Ma, nei suoi primi (e ultimi) vent’anni, Laura Petrolito – accoltellata in casa e scaraventata in un pozzo di campagna – aveva vissuto molte più vite dei suoi spensierati coetanei di paese. Una più tormentata dell’altra.

La prima comincia presto, molto presto. Aveva appena tre anni, Lauretta, quando la madre se ne andò di casa, lasciando lei e il giovane marito. Ad aiutarli furono i servizi sociali del Comune di Canicattini, con le operatrici che divennero le “zie” della piccola.

«La seguivamo con affetto, crescendola appagati dal suo dolcissimo sorriso», rivela Marilena Miceli, all’epoca responsabile del Servizi sociali e oggi sindaca disperata di un paese senza più lacrime. E poi lui, soprattutto: Andrea. Un papà-mammo a cui Laura, figlia unica, è sempre stata legatissima. «Grazie di tutto!» scriveva postando una foto in cui lo abbraccia. Meravigliosa quello scattato in spiaggia con lui che la porta a spalla come una madonnina, mentre apre le braccia come se volesse spiccare il volo.

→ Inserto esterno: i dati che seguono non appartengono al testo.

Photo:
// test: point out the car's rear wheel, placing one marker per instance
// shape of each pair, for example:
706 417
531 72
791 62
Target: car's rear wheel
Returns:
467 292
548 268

Ma la figlia senza una mamma diventa presto mamma senza il padre di suo figlio. Tre anni e mezzo fa, Laura mette al mondo il primogenito. Affidato alla nonna materna. Più figlia che madre, più bambina che donna, ma alla fine sembra aver trovato un equilibrio. E il 26 giugno del 2016 Laura posta un foto di lei da piccola con l’abito di carnevale assieme all’unico vero uomo della sua vita: «Papà ti ricordi quando sono nata? Sicuramente mi hai preso in braccio e mi hai guardata, poi dolcemente mi hai dato un bacino, eri orgoglioso della tua bambina ora sto crescendo, e adesso sono io Mamma tu piano piano mi accompagni in questo cammino senza lasciarmi la mano». E ancora: «Solo con te io sono felice non lasciarmi mai da sola. Sei la mia vita!». La figlia era diventata una mamma consapevole. «Io e te per sempre», «gioiellino di mamma mi manchi tantissimo»: sono gli attestati pubblici d’amore ai suoi figli.

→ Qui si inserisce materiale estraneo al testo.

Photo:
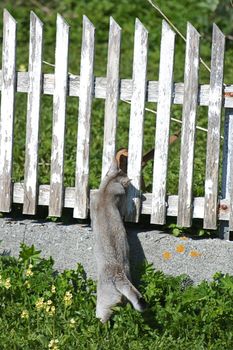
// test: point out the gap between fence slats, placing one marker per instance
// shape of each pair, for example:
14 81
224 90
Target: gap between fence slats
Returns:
33 115
69 201
158 210
84 120
7 110
136 122
59 113
214 124
112 96
189 112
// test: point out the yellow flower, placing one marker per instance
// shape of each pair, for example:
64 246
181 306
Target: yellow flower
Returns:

Bionda,capelli lunghi, sempre sorridente con le amiche o mentre si fa un selfie allo specchio. Sembra quasi una come le altre. Ma le era consapevole di essere diversa. «Prima di giudicare la mia vita o il mio carattere metti le mie scarpe… vivi il mio dolore , i miei dubbi, le mie risate… cadi dove son caduto io e sopratutto prova a rialzarti come ho fatto io», scriveva.

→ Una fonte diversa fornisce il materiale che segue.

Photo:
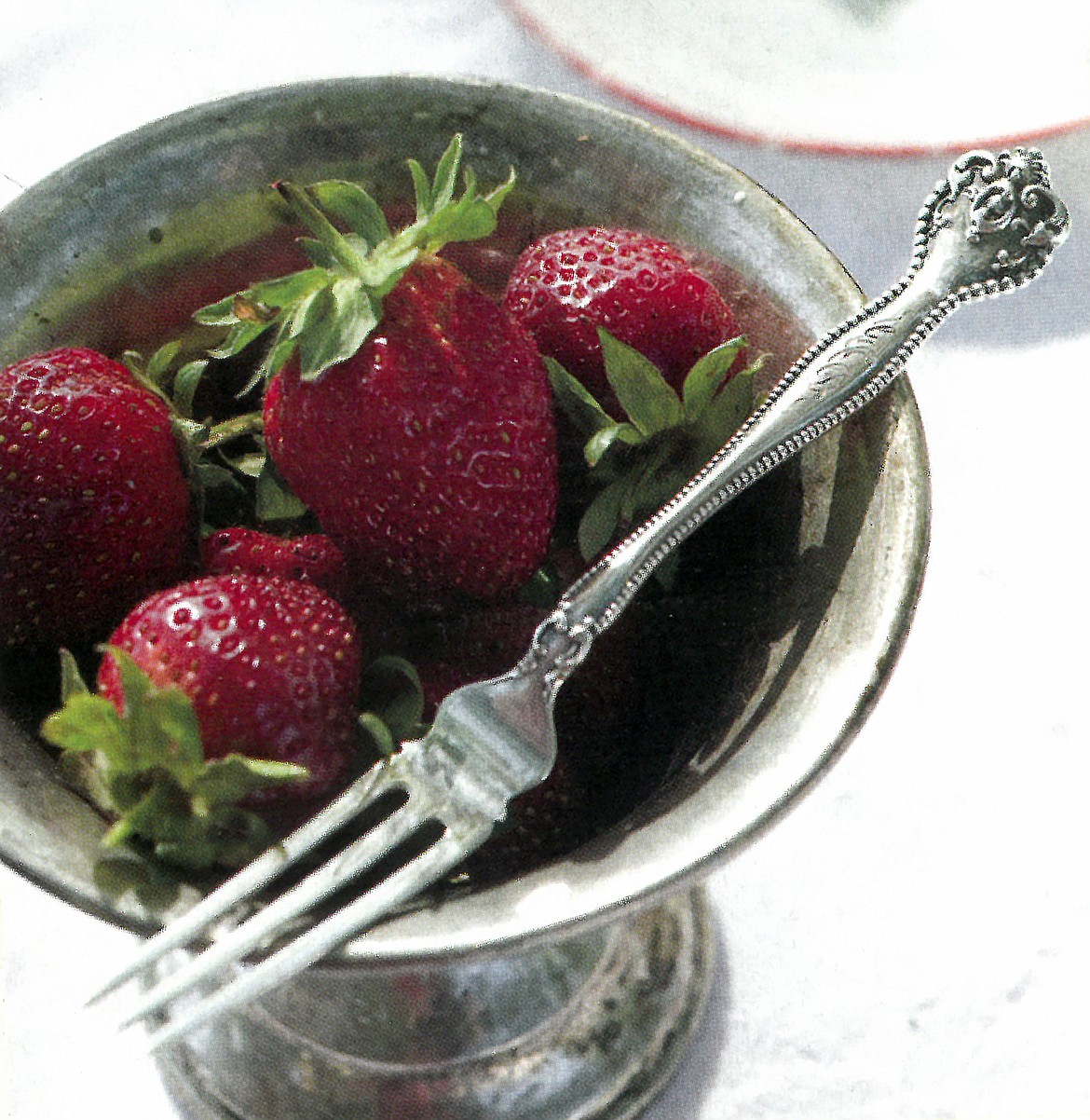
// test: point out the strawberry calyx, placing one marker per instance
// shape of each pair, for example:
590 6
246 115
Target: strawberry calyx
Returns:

E poi arriva lui. Paolo Cugno. Un giovanotto del suo paese. Diceva d’amarla. Faceva il tuttofare per guadagnare il minimo comune denominatore dei loro sogni: il bracciante agricolo, l’operaio in una ditta di condizionatori, il muratore. Laura lo ama con l’amore di chi vuole rinascere. «Cosa ti manca? Le sensazioni che non provo. Le cose che non faccio. Le persone che non incontro. Le vite che non ho», diceva con le parole dello scrittore Andrea De Carlo. E intanto cresceva il suo secondo figlio, che Paolo gli aveva dato otto mesi fa, nella casa di papà. E sognava: «Andremo a vivere in una casa tutta nostra, tutti assieme», la confessione alle amiche. La bambina era diventata una mamma consapevole. «Gioiellino di mamma mi manchi tantissimo», scriveva immaginando di poter riprendere con sé anche l’altro figlio.

Ma il paradiso d’amore diventa presto purgatorio. Litigi, urla, scenate. Anche quegli «episodi di violenza che mia nipote non ha deciso di denunciare». Il solito copione, l’inferno della porta accanto. La «passeggiata per parlare un po’», il figlioletto lasciato al giovane nonno. Lei e lui che discutono. Poi il finale – forse più raptus che orrore premeditato – di sabato notte. Le coltellate. Tante e feroci. E quel cadavere caldo buttato nel pozzo di campagna. Il corpo di Laura rimane intrappolato tra le lamiere che ostruiscono il pozzo artesiano, tanto che il killer cerca, invano, di spingerlo in fondo. Per nasconderla. Per rimuovere l’orrore. Per farla franca. Il telefonino spento, l’allarme; le ricerche; il cadavere ritrovato; il lungo interrogatorio in caserma. È la fine. Lui crolla. «Ha confessato, quel bastardo», dicono fuori dalla caserma dove c’è qualcuno che lo aspetta con le pietre in mano.